Method arguments are optional. When defined, method arguments control the manner in which passed arguments are received. When the scope of HS is global, method arguments are also global variables. When the scope of HS is local, method arguments are local variables in the method. Regardless of whether method arguments are defined, variables can always be passed as arguments. A special variable, args, contains a list of all the variable arguments that were passed. For example:

/* Define M with one argument */
int M( int i ) { put ( args ); }        /* Print the arguments passed to M */

/* Call M with one argument */
M ( 20 );        			/* Prints "i" */
put ( i );        			/* Prints 20 */

/* Call M with additional arguments */
int j;
int k;
M ( { 1, 2, 3 }, j, k );        	/* Prints "i" "j" "k" */
put ( i );        			/* Prints 1 2 3 */

Note that arguments are passed transparently when a method is invoked by an incoming EVENT or QUERY message. The arguments passed to the method are the token/value pairs sent with the message, and can be accessed in the args variable.

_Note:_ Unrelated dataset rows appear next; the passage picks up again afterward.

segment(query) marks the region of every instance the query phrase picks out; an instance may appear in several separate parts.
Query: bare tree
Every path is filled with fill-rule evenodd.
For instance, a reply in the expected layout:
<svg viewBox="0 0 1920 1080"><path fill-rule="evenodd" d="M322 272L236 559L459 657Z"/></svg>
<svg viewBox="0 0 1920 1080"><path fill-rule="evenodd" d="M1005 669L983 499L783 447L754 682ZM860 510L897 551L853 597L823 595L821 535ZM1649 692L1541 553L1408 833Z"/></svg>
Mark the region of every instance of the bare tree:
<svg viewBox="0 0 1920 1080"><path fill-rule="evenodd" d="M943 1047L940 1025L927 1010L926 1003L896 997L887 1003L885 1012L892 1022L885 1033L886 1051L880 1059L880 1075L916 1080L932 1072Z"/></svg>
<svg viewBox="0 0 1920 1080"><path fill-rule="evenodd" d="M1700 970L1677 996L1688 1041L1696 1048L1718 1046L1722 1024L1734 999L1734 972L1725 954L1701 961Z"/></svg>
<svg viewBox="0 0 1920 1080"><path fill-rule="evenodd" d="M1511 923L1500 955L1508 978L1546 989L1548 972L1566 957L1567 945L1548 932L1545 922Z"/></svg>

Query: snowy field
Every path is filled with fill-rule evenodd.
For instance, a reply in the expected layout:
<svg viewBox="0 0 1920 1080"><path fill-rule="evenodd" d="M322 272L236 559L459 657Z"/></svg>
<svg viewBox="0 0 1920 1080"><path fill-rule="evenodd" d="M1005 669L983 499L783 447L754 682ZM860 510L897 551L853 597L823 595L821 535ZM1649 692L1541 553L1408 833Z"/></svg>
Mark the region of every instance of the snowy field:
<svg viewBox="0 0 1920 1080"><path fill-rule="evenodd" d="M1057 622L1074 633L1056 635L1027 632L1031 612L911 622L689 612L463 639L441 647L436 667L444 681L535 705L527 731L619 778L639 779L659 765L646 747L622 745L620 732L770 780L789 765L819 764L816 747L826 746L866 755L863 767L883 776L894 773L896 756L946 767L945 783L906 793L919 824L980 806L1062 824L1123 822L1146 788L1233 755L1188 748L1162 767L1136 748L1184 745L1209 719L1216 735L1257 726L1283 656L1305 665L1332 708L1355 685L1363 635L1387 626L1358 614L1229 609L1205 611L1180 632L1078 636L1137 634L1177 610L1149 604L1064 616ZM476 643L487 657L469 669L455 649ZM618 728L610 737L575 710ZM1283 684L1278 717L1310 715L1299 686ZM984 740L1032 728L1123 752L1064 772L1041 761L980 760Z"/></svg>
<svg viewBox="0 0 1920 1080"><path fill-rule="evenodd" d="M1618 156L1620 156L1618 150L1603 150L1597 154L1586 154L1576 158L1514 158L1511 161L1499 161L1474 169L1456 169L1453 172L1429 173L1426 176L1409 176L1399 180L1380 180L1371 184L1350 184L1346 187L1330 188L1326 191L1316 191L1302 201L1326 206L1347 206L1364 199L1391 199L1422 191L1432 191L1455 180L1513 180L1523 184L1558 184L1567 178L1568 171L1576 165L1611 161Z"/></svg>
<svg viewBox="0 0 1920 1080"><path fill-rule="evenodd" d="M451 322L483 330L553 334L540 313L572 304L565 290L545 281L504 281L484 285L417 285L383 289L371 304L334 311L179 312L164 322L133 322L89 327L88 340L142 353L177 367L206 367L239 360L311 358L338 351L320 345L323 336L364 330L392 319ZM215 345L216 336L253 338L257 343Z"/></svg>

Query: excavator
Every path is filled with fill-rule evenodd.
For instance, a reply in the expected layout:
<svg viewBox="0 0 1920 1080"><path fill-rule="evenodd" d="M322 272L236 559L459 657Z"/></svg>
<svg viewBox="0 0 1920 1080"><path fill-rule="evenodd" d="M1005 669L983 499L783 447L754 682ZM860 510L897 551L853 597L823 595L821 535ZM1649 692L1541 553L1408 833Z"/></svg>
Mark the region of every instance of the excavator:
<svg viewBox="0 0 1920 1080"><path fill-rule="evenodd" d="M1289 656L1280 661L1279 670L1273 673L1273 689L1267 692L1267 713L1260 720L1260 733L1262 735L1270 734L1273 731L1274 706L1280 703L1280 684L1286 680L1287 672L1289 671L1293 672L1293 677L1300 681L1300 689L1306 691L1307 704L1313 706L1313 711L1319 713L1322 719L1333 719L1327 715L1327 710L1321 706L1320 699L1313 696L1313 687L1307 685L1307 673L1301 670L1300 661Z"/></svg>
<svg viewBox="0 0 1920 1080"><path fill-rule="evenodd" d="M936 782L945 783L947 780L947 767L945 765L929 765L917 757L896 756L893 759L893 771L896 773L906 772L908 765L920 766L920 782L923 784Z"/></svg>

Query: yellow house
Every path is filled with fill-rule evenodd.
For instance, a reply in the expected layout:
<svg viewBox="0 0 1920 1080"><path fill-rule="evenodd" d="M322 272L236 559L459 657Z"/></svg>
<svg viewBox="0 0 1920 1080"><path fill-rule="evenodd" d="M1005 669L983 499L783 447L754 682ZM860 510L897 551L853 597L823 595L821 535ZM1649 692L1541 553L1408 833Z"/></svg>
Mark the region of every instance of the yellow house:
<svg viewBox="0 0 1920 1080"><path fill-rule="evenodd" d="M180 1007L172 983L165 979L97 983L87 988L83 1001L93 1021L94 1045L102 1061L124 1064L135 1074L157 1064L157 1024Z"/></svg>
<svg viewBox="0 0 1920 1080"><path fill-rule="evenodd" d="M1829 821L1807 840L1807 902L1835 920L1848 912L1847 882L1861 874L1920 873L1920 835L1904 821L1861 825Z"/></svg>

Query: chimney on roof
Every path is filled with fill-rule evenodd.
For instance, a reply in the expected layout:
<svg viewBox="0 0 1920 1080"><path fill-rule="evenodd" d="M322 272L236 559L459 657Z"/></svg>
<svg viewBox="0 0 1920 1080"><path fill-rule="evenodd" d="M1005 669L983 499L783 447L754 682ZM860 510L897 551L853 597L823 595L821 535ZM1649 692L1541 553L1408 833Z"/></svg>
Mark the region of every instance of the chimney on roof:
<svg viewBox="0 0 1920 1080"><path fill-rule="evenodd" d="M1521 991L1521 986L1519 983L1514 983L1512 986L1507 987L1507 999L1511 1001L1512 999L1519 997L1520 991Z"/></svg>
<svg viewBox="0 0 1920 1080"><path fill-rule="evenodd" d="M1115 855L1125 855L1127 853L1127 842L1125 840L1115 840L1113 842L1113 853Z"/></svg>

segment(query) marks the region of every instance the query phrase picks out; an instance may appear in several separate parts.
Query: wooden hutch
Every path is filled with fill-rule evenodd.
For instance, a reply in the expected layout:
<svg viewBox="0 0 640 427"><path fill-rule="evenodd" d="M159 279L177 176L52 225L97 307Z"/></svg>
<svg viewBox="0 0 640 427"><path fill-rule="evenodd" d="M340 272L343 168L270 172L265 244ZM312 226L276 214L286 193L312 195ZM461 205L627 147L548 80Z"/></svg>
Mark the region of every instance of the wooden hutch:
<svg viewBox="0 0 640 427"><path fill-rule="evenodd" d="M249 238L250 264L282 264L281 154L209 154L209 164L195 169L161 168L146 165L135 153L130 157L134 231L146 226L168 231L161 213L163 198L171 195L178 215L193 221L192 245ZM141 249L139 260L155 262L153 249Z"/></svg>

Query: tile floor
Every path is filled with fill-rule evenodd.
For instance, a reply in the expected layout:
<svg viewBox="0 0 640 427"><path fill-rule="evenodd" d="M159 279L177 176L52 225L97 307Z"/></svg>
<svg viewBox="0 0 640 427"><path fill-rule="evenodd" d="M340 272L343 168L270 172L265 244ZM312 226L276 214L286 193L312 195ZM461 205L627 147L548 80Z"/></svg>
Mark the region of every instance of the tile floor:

When a method is called, the passed (source) arguments are merged with the defined (destination) arguments according to the following rules:

  1. The source arguments are merged into the destination arguments in parallel (see also: the merge method). For each argument merged, if there are more source values than destination values, and if the destination argument is a fixed size, the extra source values are ignored. Otherwise the extra source values are appended to the destination arguments' values. If there are more destination values than source values, the extra destination values are unchanged. If the destination argument is a single vector or list, then all source arguments will merge into the destination argument elements.
  2. If an element of the destination vector or list is a literal, then its value is replaced by the corresponding source value.
  3. If a source argument is an undeclared variable (as could happen when the arguments originate from an event message, for example), then a new destination variable is declared and initialized with the contents of the source.
  4. If a source argument is a declared variable, then the merge procedure is done recursively on the destination argument elements with the source argument elements.

Methods and Events

A method can be invoked by an incoming EVENT or QUERY message if the method has been enabled and the program is in the IDLE state (see the idle method). Method arguments are extracted from the token/value pairs contained in the message, and are merged into the destination arguments as described above.

Similarly, a method can be invoked on a remote target by calling the event or query method.

For details, see HS Events, and HS Objects.